To be fair, our fascination for composing texts without skill or thought predates the rise of computer models. Jonathan Swift’s Gulliver’s Travels, published in 1726, details a ‘wonderful machine’ that permits “the most ignorant person, at a reasonable charge, and with a little bodily labour” to “write books in philosophy, poetry, politics, laws, mathematics, and theology.” Tristan Tzara’s “How to Make a Dadaist Poem” (1920) advises the poet to find a newspaper, ‘carefully cut out each of the words’, and put them in a bag. “Shake gently,” Tzara writes. “Next take out each cutting one after the other. Copy conscientiously in the order in which they left the bag.”

Computer generated image of a ‘wonderful machine’. The machine looks like a melting type writer. The image was generated with https://huggingface.co/spaces/flax-community/dalle-mini
A ‘wonderful machine’. Computer generated image created with DALL-E mini

History has not always been receptive to these notions. The invention Jonathan Swift describes is a work of satire. Tzaras’ conclusion, “And there you are — an infinitely original author of charming sensibility, even though unappreciated by the vulgar herd” speaks of a society that shuns such efforts.
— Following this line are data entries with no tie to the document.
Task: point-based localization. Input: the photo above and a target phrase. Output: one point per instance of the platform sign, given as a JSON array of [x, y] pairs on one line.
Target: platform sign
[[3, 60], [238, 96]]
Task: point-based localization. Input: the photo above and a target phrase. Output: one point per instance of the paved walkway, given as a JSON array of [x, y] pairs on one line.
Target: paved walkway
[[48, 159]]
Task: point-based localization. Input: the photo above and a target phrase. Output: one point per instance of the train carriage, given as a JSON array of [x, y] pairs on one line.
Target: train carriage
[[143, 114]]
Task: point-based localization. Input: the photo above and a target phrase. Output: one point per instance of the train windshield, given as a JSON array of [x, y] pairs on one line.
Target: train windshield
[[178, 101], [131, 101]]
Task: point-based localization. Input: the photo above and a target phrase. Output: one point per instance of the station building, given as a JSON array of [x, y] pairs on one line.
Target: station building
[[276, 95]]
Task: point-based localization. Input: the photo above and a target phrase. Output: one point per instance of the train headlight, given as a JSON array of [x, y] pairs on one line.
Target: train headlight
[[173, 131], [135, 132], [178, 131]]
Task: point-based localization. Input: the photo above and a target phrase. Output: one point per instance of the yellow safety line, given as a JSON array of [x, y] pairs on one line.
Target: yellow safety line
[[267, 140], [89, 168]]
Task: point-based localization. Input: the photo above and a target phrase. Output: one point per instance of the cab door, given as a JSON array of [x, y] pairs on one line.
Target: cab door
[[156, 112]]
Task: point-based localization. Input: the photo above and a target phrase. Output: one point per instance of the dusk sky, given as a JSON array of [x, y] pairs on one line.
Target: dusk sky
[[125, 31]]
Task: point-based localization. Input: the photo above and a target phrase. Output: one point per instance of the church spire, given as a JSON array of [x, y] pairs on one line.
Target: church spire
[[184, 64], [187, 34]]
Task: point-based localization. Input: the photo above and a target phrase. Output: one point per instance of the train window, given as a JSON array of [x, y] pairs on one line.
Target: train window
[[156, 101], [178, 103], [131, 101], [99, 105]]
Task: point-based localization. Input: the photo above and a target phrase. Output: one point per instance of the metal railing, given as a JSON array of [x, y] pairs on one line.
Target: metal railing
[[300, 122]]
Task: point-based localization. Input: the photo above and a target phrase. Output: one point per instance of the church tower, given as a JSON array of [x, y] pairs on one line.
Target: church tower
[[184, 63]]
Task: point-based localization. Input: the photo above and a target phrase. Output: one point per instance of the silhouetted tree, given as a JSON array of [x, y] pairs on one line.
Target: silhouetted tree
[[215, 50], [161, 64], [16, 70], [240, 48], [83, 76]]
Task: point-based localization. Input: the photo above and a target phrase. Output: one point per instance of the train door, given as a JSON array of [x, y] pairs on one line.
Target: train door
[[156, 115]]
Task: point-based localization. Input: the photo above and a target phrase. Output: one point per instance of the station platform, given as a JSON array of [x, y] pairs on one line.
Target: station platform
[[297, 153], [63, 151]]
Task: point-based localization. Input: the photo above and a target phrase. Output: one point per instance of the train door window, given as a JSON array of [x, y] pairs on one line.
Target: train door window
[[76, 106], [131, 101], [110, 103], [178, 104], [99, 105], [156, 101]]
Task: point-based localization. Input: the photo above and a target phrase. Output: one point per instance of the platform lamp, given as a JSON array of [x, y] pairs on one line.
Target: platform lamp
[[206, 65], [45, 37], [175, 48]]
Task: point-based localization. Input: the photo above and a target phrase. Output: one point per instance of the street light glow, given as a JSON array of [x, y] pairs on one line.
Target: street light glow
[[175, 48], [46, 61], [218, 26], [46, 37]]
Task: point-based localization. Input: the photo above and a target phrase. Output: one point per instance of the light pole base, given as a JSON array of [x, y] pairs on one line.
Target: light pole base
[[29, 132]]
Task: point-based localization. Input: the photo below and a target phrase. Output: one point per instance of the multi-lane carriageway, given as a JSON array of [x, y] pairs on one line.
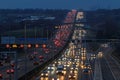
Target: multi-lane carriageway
[[75, 63], [26, 64]]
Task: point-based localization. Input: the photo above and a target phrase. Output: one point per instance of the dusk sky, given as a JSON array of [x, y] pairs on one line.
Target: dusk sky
[[60, 4]]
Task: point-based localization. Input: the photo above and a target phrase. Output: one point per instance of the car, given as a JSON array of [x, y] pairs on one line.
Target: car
[[44, 73], [85, 71], [10, 71], [1, 76], [41, 60], [72, 76], [87, 66], [74, 66], [61, 69], [41, 57], [35, 63], [1, 64]]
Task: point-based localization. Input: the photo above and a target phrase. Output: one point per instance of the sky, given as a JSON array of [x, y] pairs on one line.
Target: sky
[[60, 4]]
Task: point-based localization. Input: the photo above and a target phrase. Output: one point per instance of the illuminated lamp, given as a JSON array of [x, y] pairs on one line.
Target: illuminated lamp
[[14, 46], [44, 45], [29, 46], [21, 46], [7, 46], [36, 45]]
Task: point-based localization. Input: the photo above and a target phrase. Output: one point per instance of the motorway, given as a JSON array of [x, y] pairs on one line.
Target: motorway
[[75, 62], [54, 45], [72, 65]]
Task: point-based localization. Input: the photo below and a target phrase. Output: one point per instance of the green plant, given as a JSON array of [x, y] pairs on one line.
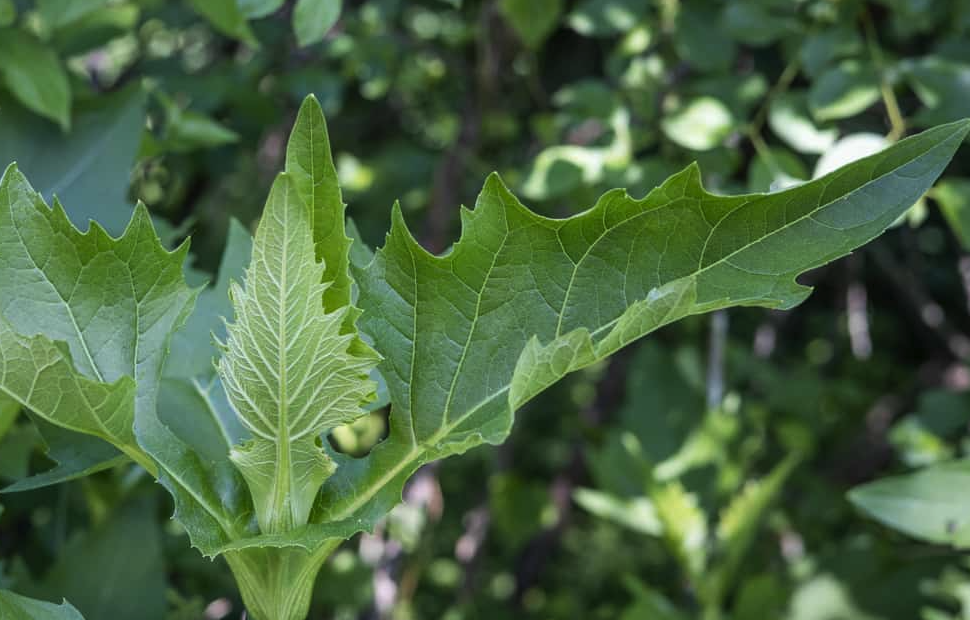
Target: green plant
[[461, 340]]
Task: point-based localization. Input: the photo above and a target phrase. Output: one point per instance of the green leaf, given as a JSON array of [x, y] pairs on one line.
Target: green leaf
[[953, 196], [227, 17], [603, 18], [532, 20], [65, 396], [255, 9], [927, 504], [34, 74], [700, 40], [76, 455], [59, 13], [521, 300], [313, 19], [739, 522], [774, 169], [701, 125], [684, 527], [116, 569], [310, 166], [828, 44], [87, 169], [943, 87], [847, 150], [16, 607], [638, 514], [187, 130], [289, 369], [758, 23], [791, 121], [8, 13], [110, 305], [843, 91], [193, 349]]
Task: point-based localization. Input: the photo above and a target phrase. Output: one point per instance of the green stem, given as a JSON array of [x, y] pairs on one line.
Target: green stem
[[276, 583]]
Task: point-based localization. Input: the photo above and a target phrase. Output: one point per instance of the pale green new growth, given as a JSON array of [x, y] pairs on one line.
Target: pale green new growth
[[288, 371], [86, 322]]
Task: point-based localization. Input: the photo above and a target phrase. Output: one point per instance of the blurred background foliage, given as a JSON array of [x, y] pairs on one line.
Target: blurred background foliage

Today, we are enchanted by our mindless mechanical writers. Computers can imitate us well enough that we wonder: Who wrote this poem? Human? Machine?

Toward the end of their study, Köbis and Mossink’s write, “we emphasize that the results do not indicate machines are ‘creative.’” They note that “one of the main functions of creativity in general and in poetry in particular is the expression of (deep) emotions, a feat that machines lack (so far).”

So, why do we mistake a machine’s poetry as human authored? It’s possible that we see a rhyme or compelling image and look no further. It’s possible that our reading is merely superficial. It’s also possible, as Fish illustrated, that we might be too good at finding meaning, however meaningless a text might be.

“You want a poem to unsettle something,” the poet Tracey K. Smith has said. “There’s a deep and interesting kind of troubling that poems do, which is to say: ‘This is what you think you’re certain of, and I’m going to show you how that’s not enough. There’s something more that might be even more rewarding if you’re willing to let go of what you already know.’ ”

Perhaps letting go is a quality that — like creativity — belongs only to humans. Perhaps, in the end, letting go is how we become both rewarded and vulnerable, and why we can be moved by the words of strangers, whether flesh or silicon.